## Neural Network L1 Regularization using Python

I wrote an article titled “Neural Network L1 Regularization using Python” in the December 2017 issue of Visual Studio Magazine. See https://visualstudiomagazine.com/articles/2017/12/05/neural-network-regularization.aspx.

The most difficult part about L1 regularization is understanding what problem it solves. A full explanation of the problem scenario would take several pages — so, very, very briefly. . .

You can think of a neural network as a very complex math equation that makes a prediction. A neural network was numeric constants called weights (and special weights called biases) that determine the output of the network. Determining the values of the NN weights is called training the network. To train the network, you use a set of training data that has known input values, and known correct output values. You use an optimization algorithm (usually back-propagation) to find values for the weights so that when presented with the inputs in the training data, the computed output values closely match the known, correct output values. (Whew. Believe me, I’ve left out a ton of detail).

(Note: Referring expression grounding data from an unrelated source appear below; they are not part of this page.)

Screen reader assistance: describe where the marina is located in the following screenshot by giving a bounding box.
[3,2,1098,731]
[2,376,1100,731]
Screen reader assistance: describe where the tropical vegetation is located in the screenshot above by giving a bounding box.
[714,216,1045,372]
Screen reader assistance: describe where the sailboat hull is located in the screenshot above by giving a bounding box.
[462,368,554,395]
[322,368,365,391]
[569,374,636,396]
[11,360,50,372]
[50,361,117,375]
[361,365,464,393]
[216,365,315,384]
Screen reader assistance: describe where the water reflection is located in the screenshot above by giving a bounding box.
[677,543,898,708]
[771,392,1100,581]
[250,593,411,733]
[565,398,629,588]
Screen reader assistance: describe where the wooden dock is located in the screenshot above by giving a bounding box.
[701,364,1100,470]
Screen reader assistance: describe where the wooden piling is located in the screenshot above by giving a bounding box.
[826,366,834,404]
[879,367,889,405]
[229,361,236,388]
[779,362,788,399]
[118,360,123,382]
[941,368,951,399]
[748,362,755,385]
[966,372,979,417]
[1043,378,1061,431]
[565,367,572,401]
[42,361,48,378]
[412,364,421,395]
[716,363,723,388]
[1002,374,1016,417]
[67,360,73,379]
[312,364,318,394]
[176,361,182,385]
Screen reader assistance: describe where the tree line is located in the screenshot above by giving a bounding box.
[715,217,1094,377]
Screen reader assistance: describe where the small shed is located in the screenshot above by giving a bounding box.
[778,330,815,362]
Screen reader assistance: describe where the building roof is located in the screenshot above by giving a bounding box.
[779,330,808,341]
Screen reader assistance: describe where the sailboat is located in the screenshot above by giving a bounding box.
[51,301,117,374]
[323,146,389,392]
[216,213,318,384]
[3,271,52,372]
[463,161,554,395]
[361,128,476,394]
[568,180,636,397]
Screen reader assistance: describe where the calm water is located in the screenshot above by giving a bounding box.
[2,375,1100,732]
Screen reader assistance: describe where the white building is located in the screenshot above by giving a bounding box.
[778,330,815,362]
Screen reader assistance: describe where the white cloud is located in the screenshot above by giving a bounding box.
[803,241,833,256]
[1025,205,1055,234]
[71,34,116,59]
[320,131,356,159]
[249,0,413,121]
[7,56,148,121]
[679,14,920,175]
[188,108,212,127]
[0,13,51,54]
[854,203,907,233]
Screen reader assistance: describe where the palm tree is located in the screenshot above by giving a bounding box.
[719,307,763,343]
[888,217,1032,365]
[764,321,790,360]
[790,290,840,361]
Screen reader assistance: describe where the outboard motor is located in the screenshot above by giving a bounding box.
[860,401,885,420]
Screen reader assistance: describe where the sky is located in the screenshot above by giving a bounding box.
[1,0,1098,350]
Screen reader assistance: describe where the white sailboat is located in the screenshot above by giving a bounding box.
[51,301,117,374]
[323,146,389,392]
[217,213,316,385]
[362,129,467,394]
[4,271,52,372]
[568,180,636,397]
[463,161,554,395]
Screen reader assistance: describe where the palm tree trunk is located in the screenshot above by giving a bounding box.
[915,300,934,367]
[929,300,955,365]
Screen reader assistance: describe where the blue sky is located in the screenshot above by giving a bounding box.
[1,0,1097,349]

A major problem with NN training is called overfitting. This means that if you train the network too well, the network will be very accurate on the test data, but when presented with new, previously unseen data, the trained network predicts poorly.

There are several techniques that can be used to deal with overfitting. One of these techniques is called regularization. There are two main forms of regularization, called L1 and L2. Again, a full explanation of L1 regularization would take many pages so . . .

Overfitting is often characterized by weight values that are very large. L1 regularization uses tricky math during the training process to limit the magnitudes of the network’s weights.

My article shows exactly how you’d go about doing this. In most cases you wouldn’t want to code a NN from scratch. But for me at least, the only way to fully understand what is going on with machine learning libraries like CNTK, TensorFlow, and Keras is to see how the code works.